Bring your own artifiacts for identification, see others and learn more about ancient culture of the Highland Lakes at events at Falls on the Colorado Museum in Marble Falls and Nightengale Archaeology Center in Kingsland this Saturday, Oct. 22.

By Glynis Crawford Smith

The Highlander

Archaeology buffs and curiosity seekers have two of the best opportunities in the Highland Lakes to delve into the ancient past of their home ground on Saturday, Oct. 22.

Falls on the Colorado Museum (FOCM) in Marble Falls will bring experts and demonstrations to an event from 10 a.m.-4 p.m. Saturday, Oct. 22, to the old granite schoolhouse at 2001 Broadway Street.

From 1-5 p.m., the Llano Uplift Archaeological Society (LUAS) will hold its annual Archaeology Fair at the Lower Colorado River Authority (LCRA) Nightengale Archaeological Center near Kingsland.

Visitors can bring their own finds of arrowheads and points or pottery for identification to both events or just sit in on information that can be brought to light about them and that is one of the most important features of the Texas Archaeology Month events.

“We are hoping to get the attention of people who either pick up artifacts or dig for them and establish some sort of communication or collaboration,” said Thomas R. Hester, PhD.

He said that is a formula he and arrowhead expert David Calame Sr. have been using for more than a decade to build archeological data in South Texas. They will be joined by LUAS member Charles “Chuck” Hixson for identification of artifacts.

Hester will present an illustrated talk at 1:30 p.m. Saturday and he has has a broad scope of expertise to bring to the table.

A former University of Texas professor of anthropology, both in Austin and San Antonio, he was executive director of the renowned Texas Archeological Research Laboratory (TARL) in Austin.

He grew up around Carizo Springs, taking walks with his grandmother down South Texas irrigation ditches to pick up arrowheads.

“My late, great uncle Bub Hale lived over here in Pleasant Valley,” said Hester. “He and my grandfather were great friends. He had a pretty good size collection of arrowheads and points. He left it to me when he died in 1955. I was nine years old.

“I tell people that committed me to my life of crime. I had to live up to Uncle Bub.”

Part of Uncle Bub's collection is on exhibit at the FCOM today, but Hester ranged far from the Marble Falls Community to which he has returned for retirement. Earning his doctorate at the University of California Berkley led him to Egypt and the Western United States. UT San Antonio launched his 15 years of study of a large Mayan site in Belize.

For all that, Hester respects clues to past cultures that remain in this area, as modern residents have chosen to develop as homesites.

“Half the time frontier cabins built here in the 1840s and 50s were built on Indian mounds,” he said. “They are sites near water, but out of the floodplain.
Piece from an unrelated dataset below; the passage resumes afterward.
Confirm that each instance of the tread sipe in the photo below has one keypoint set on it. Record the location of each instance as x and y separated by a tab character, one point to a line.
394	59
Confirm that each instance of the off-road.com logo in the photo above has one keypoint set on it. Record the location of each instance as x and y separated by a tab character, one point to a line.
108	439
“In the 1930s and 40s, before the dams were built some archaeological studies were done. We had huge collections from the Colorado River basin in our lab in Austin. It is important for dissertation research today.”

Flint points are the most survivable evidence of ancient inhabitants and both events will have demonstrations of flint knapping going on to explain the art and science of their creation.

Nightengale Archaeological Center

Hixson will be dividing his time between Marble Falls and Kingsland.

While most of the FOCM permanent collection pertains to residents of the area in the last couple of hundred years, the Nightengale Center is a Texas Archeological Landmark, documenting human habitation back 10,000.

Inside the center are artifact exhibits, but outside trails lead through a recreation of life on the banks of the Colorado River. Visitors will see how fires were built and how food and fibers were processed. Visitors can learn to launch a spear with an atlatl, one of man's earliest tools of technology.

The center is located 9.3 miles west of Marble Falls at 1010 Circle Drive, off Burnet County Road 126, that travels east from at Ranch to Market Road 1431. Signs will mark the way to the fair.